Although HEDC had few staff in its early years, it performed a significant role; ‘there was growing awareness of the need for stimulating teaching’ reported the director, David Teather, in 1983. A recent two-day seminar on ‘helping students succeed’ had attracted 140 staff and ‘there was now hardly a department which did not make regular use of the resources at HEDC’ for producing teaching aids. That was just as well, since students ‘now came from school expecting to make use of technology in their work’. Computers became a significant part of that technology, and in 1986 Graham Webb joined the HEDC team; his ‘major responsibility’ was ‘to advise staff members on the educational uses of computers on campus’. Otago’s computing services centre also developed a team with expertise in computer-aided learning and in the 1990s HEDC’s audio-visual production section joined them as part of information technology services. HEDC continued to research and disseminate information on tertiary teaching, provide advice and run courses, notably for new academic staff; from 1996 staff could obtain a formal qualification – a postgraduate diploma in tertiary teaching – taught by the centre. The centre also supported Otago staff from other departments working on teaching-related research and new innovations. To help ‘enhance’ learning and teaching, the university offered special grants for research and innovation in teaching.
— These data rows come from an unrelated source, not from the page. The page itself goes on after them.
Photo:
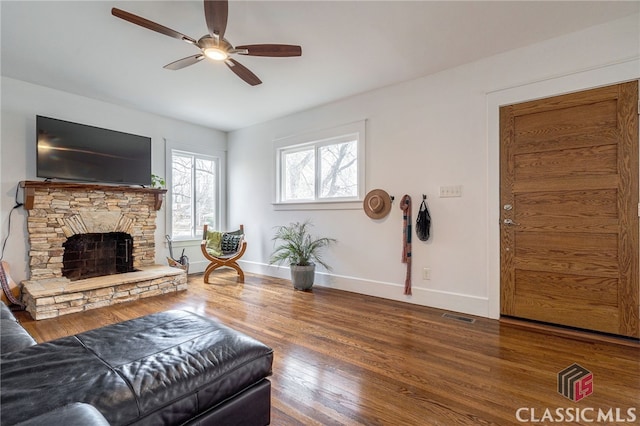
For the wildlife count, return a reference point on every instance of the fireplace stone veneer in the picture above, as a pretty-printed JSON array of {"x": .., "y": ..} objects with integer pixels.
[{"x": 58, "y": 211}]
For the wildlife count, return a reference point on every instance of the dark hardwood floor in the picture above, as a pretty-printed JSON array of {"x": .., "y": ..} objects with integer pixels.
[{"x": 348, "y": 359}]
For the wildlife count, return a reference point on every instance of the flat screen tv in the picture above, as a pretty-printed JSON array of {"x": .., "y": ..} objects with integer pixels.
[{"x": 78, "y": 152}]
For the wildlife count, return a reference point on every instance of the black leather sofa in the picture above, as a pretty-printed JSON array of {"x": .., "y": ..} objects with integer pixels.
[{"x": 169, "y": 368}]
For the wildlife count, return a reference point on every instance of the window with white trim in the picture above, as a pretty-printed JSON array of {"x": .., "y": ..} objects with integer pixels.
[
  {"x": 321, "y": 167},
  {"x": 194, "y": 194}
]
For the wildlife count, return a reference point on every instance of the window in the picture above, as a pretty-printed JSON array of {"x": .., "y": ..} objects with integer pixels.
[
  {"x": 323, "y": 167},
  {"x": 194, "y": 194}
]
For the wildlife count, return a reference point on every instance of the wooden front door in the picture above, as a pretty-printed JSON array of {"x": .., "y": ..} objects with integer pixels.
[{"x": 569, "y": 210}]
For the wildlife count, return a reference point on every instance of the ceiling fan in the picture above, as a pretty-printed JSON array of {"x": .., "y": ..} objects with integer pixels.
[{"x": 213, "y": 45}]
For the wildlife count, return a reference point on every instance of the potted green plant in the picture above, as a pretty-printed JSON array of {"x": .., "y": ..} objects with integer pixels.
[{"x": 294, "y": 244}]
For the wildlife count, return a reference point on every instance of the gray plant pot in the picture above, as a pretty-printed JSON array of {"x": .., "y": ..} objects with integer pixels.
[{"x": 302, "y": 276}]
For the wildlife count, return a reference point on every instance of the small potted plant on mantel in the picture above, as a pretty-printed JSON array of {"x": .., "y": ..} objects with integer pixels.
[{"x": 295, "y": 245}]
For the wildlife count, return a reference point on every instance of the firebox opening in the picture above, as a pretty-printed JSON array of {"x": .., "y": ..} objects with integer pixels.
[{"x": 97, "y": 254}]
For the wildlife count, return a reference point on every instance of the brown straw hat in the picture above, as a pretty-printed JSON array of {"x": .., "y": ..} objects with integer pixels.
[{"x": 377, "y": 204}]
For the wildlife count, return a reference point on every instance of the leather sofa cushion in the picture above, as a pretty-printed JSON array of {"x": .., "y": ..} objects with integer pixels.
[
  {"x": 77, "y": 414},
  {"x": 12, "y": 336},
  {"x": 158, "y": 369}
]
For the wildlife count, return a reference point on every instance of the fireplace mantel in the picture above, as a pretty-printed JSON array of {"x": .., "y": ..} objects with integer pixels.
[{"x": 31, "y": 185}]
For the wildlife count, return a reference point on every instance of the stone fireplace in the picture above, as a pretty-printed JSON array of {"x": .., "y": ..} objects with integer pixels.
[
  {"x": 92, "y": 246},
  {"x": 97, "y": 254}
]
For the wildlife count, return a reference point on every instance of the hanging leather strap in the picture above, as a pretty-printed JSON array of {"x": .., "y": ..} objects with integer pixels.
[
  {"x": 405, "y": 206},
  {"x": 7, "y": 289}
]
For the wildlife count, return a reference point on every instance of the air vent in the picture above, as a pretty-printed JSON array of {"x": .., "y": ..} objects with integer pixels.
[{"x": 459, "y": 318}]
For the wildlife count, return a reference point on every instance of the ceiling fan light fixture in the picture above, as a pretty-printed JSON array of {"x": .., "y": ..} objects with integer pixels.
[{"x": 216, "y": 54}]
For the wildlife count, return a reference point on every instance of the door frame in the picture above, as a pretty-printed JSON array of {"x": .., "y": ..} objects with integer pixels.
[{"x": 578, "y": 81}]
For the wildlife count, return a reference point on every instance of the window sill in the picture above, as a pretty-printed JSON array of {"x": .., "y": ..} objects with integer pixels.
[{"x": 336, "y": 205}]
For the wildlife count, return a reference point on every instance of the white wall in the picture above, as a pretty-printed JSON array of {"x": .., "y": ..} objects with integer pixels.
[
  {"x": 21, "y": 102},
  {"x": 423, "y": 134}
]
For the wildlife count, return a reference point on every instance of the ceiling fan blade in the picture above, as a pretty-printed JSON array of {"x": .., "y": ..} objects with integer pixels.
[
  {"x": 216, "y": 13},
  {"x": 243, "y": 72},
  {"x": 273, "y": 50},
  {"x": 184, "y": 62},
  {"x": 135, "y": 19}
]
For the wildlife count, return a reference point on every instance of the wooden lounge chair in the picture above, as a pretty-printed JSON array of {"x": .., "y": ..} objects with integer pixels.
[{"x": 223, "y": 249}]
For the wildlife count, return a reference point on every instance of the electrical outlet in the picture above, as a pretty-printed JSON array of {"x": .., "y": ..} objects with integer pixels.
[
  {"x": 426, "y": 274},
  {"x": 451, "y": 191}
]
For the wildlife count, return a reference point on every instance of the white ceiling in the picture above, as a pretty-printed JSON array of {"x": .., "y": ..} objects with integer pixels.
[{"x": 348, "y": 47}]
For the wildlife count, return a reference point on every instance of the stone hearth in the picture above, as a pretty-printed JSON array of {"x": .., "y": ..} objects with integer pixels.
[{"x": 58, "y": 211}]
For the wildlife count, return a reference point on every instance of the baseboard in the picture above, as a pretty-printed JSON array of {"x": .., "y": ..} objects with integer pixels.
[{"x": 463, "y": 303}]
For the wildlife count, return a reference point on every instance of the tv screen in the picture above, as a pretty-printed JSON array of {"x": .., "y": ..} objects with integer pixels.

HEDC assisted with course evaluations, which gave students an opportunity to provide feedback on their teachers and courses. Staff could use them to identify weaknesses in their teaching which required work, or as evidence of their skills when seeking promotion. In an era of growing emphasis on quality assurance, they helped ‘measure’ courses in departments which were up for review. With a growing body of research from staff and postgraduate students on many aspects of higher education, plus a range of courses and support services for academics wanting to make their teaching more effective, Otago had travelled a long way from the days of Sale scoring papers at ‘minus 200’ and Gilray ‘dictating at a relentless pace’.